Hari ini hari Jumat, hari pertama kami
membuka usaha kami. Dengan berseri-seri, saya (17 tahun, pengantin baru)
berdiri di sebelah suami saya Solomon, di dalam toko kami yang bernama
UEBERALL
3 - 9 - 19 Sen. Toko kami terletak di Brooklyn, Amerika
Serikat. Toko ini menjual barang-barang dengan harga pas, senilai 3, 9
atau 19 sen.
Tamu pertama kami melangkah masuk. Beliau
seorang imam katolik usia muda, dari sebuah Gereja kecil. Namanya
Pastor Caruana.
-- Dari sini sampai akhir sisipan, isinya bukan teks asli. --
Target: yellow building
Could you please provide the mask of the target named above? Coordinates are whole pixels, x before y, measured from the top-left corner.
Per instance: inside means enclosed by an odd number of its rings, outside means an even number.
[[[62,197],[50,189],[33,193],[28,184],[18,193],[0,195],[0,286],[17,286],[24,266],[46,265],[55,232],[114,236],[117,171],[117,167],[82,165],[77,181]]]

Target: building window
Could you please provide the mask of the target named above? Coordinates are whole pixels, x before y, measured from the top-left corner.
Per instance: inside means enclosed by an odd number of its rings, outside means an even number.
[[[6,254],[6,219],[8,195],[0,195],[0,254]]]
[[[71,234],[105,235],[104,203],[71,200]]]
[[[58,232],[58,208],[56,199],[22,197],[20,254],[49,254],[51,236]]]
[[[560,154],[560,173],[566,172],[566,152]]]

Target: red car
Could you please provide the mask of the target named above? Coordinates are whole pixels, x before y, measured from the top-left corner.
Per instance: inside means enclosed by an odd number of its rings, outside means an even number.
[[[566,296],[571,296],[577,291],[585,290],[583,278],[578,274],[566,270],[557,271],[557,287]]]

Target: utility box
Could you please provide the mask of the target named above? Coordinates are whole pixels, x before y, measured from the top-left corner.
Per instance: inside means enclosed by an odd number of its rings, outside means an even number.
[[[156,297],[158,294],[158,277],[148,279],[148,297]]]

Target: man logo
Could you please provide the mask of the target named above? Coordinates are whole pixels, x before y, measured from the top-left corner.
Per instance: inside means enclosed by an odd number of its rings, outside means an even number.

Beliau berbelanja sedikit, dan mukanya gelap, semuram warna
jubahnya. "Mengapa sedih Bapa?" suami saya bertanya.
Solomon tergolong orang yang sangat mudah ‘jatuh hati’.
Pastor tersebut berbicara pelan, "Gereja
kami harus ditutup.”
"Mengapa?" tanya suami saya. Bagi suami saya,
agama adalah penyembahan dari menit ke menit. Kami menjalankan semua ritual
agama kami. Keluarga Ueberall, sebagaimana sebagian besar orang-orang
Yahudi, beragama Yahudi.
Mereka menyembah Allah Yehovah yaitu Allah
Abraham, Ishak & Yakub, dan mematuhi hukum Taurat Musa. Mereka bukan
beragama Kristen Katolik. Bukan demi ritus itu semata mata, namun kepatuhan
kami kepada Allah.
Pastor tersebut menjelaskan
bahwa dirinya membutuhkan $500, untuk Senin mendatang. Jemaatnya
miskin, dan tidak mungkin memenuhi tuntutan $500 itu. Gereja pusatnya tidak
dapat membantu, dan rasanya tidak ada jalan keluar.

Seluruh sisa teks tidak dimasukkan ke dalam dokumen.